Eu gostaria de estar presente no mundo daqui duas ou três gerações. Gostaria de ver, com o distanciamento necessário para uma boa avaliação, a época de transformação que vivemos. Não digo exatamente em tecnologia, mas nas relações sociais, mais especificamente, nas relações entre homens e mulheres.

Costumo dizer que estamos no olho do furacão, em plena fase de transição de uma modificação de padrões e valores no que diz respeito ao que é a condição feminina e masculina. Não é novidade e nem é ideia minha, especialistas como o falecido psiquiatra José Angelo Gaiarça e a sexóloga Regina Navarro já falam disto há anos. Mas o fato é que esta transição tem afetado diretamente os relacionamentos, onde homens e mulheres se perdem entre as convenções culturais e a liberdade latente de escolhas que os novos meios de comunicação e a difusão de culturas nos colocam à disposição.

Primeira barreira a ser rompida está no encontro da autonomia pessoal, da quebra do paradigma do amor romântico, em que nossa felicidade está ligada única e exclusivamente ao encontro do outro, ao nosso complementar, à alma gêmea. Nossa cultura ainda insiste, através da propaganda, do cinema e da literatura, a pregar que o ser humano só será completo junto com o outro. Não sou contra este encontro, o que mais me assombra é o vínculo de que desta relação, geralmente submissa, onde se abre mão de sonhos e características pessoais em prol de uma ilusão de "amor perfeito".
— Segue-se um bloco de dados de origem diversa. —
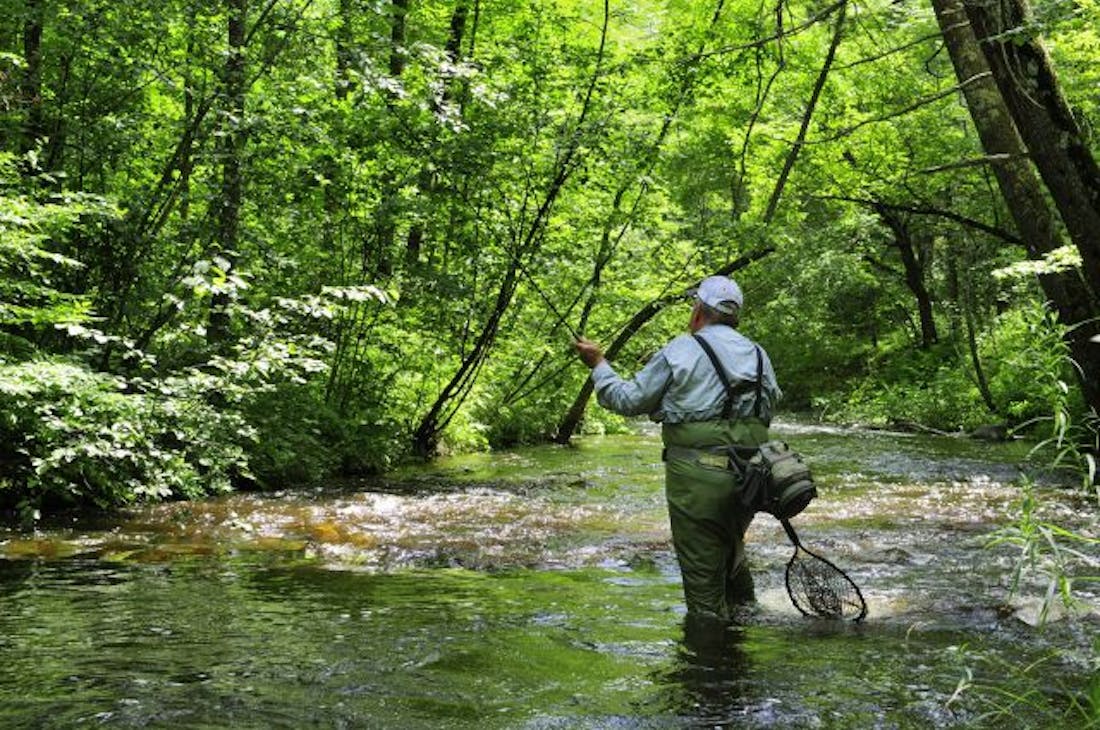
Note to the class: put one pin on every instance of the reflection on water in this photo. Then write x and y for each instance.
(537, 588)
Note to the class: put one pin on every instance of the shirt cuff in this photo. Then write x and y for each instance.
(602, 372)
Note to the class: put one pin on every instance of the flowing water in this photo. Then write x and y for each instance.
(537, 588)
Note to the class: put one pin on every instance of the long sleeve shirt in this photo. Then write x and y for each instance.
(679, 384)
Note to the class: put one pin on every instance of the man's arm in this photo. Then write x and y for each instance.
(641, 395)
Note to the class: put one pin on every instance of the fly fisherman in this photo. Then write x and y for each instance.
(680, 388)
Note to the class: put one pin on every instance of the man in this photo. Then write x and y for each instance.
(680, 388)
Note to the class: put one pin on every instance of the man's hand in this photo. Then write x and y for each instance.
(590, 352)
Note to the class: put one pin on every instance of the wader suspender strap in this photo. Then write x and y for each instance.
(743, 387)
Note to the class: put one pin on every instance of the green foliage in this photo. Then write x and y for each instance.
(1062, 560)
(73, 437)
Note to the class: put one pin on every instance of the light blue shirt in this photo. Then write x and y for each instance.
(679, 384)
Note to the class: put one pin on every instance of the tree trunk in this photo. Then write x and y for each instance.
(1002, 112)
(914, 273)
(31, 91)
(575, 412)
(230, 151)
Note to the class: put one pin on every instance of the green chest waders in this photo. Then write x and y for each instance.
(706, 518)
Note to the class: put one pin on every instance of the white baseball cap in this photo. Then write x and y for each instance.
(721, 292)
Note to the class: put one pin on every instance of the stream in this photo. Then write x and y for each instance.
(537, 588)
Cada vez mais os limites do que é feminino e masculino se tornam mais tênues e mais depressa começamos a ver que homens e mulheres podem ser ao mesmo tempo fortes e fracos, independentes e dependentes, amáveis e brutos, independente do sexo em que nasceram e do que a cultura os impôs, sendo cada dia melhor descritos apenas como humanos.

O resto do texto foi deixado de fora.